Grow Organic: The Climate, Health, and Economic Case for Expanding Organic Agriculture

Organic agriculture holds significant and largely untapped potential to address multiple crises facing our society

Credit: Lance Cheung/USDA

Co-authored with: Kathleen Merrigan, Estève G. Giraud, and Nadia El-Hage Scialabba from Swette Center for Sustainable Food Systems at Arizona State University, and Sarah Aird from Californians for Pesticide Reform

Our food system is in peril, facing increasing instability from climate change, widespread food insecurity, and continued reliance on agricultural chemicals that threaten health and the environment. In contrast to conventional agriculture, organic agriculture holds significant and largely untapped potential to address multiple crises facing our society, including climate change, health, and economic struggles.

NRDC’s new report, Grow Organic: The Climate, Health, and Economic Case for Expanding Organic Agriculture, published in partnership with the Swette Center for Sustainable Food Systems at Arizona State University and Californians for Pesticide Reform, distills the latest scientific research on the wide-reaching benefits of organic farming systems, and offers insights from more than a dozen organic farmers and ranchers around the country working at every scale of organic.

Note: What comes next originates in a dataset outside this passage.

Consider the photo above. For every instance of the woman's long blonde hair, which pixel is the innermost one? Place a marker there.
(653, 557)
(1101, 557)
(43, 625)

It also explains the pitfalls of our current agricultural system and provides concrete policy recommendations on how to maximize the benefits of organic. 

Public policies that support expansion of organic farming and ranching across America—including substantial investments in the next Farm Bill—can unlock this potential and deliver a critical triple win for our climate future, the health of farmworkers and consumers, and prosperity in farming communities.